China’s Stocks Post Longest Weekly Losing Streak in Four Years

  • Industrial, consumer-staples shares lead declines in Shanghai
  • Industrial profit growth slows to 4.2% in April from 11.1%

China's Stock Market Goes Quiet

China’s stocks capped their longest stretch of weekly losses since July 2012 amid concern a pick-up in earnings growth is losing steam as the nation’s economy slows.

The Shanghai Composite Index fell for a sixth week after slipping 0.1 percent by Friday’s close. Industrial, drug and consumer-staples producers were the worst performers this week. China Southern Airlines Co. and Air China Ltd. slumped more than 5 percent during the period, hurt by rising fuel prices and a weakening yuan. Data on Friday showed industrial companies’ profit growth slowed to 4.2 percent in April.

Sentiment toward Chinese stocks turned bearish after March’s pick up in economic indicators didn’t carry over to April and a high-profile warning by the People’s Daily about the nation’s high levels of debt damped hopes for more easing. Adding to the concern this week is the prospect of higher U.S. interest rates spurring capital outflows. Despite dwindling optimism, the Shanghai Composite hasn’t strayed more than 51 points from 2,800 in the past two weeks, with declines limited by suspected buying from state-backed funds aimed at preventing the benchmark from ending below that level.

Testing Patience

“The market is slowly searching for a bottom and testing investors’ patience,” said Wu Kan, a fund manager at JK Life Insurance in Shanghai. “Stocks are fluctuating in a small range near 2,800 amid waning turnover, as investors cautiously await clarity over issues such as the timing of U.S. rate hikes.”

The Shanghai Composite fell 0.2 percent this week to 2,821.05. The index has dropped 4 percent this month, extending this year’s slide to 20 percent for the worst performance among 93 global indexes tracked by Bloomberg.

Industrial companies’ profit growth slowed from 11.1 percent in March. For the Jan.-April period, profits rose 6.5 percent from the previous year, the National Bureau of Statistics said on its website.
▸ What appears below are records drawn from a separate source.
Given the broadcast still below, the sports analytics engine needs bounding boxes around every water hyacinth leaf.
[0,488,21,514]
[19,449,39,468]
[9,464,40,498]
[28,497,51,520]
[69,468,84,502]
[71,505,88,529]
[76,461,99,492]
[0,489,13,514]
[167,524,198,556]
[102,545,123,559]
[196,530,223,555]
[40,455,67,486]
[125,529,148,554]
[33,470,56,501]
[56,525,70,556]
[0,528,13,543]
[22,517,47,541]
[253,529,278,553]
“Growth of industrial profits decelerated in year-over-year terms, on the back of lower sales growth, investment return and non-business income,” Goldman Sachs Group Inc. economists led by Maggie Wei wrote in a report. “These three factors supported the strong rebound in March industrial profits and were reversed in April.”

After something of a roller-coaster ride in March and April, China settled into sluggish growth in May, according to the earliest batch of private indicators tracking the world’s second-largest economy. The Minxin manufacturing index from the China Academy of New Supply-side Economics, Market News International’s business confidence indicator and Standard Chartered Plc’s small-business gauge all retreated.

Airlines Slump

The Hang Seng China Enterprises Index rose 0.8 percent at the close, boosting this week’s gain to 3.5 percent. The Hang Seng Index advanced 0.9 percent for a weekly gain of 3.7 percent. The CSI 300 Index slid 0.1 percent, extending this week’s loss to 0.5 percent.

Gauges of industrial, drug and consumer-staples companies in the CSI 300 dropped at least 0.9 percent this week. Transportation companies led declines, with Juneyao Airlines Co. sliding 13 percent. Rising fuel prices risk a profits reversal for Chinese airlines, which reported surging earnings last year. Unlike most overseas peers, they don’t hedge against big swings in fuel prices, making it easier for them to take advantage of reduced operating expenses.

In Hong Kong, Tingyi slumped 10 percent on Friday after the noodle maker reported a 46 percent plunge in first-quarter net income.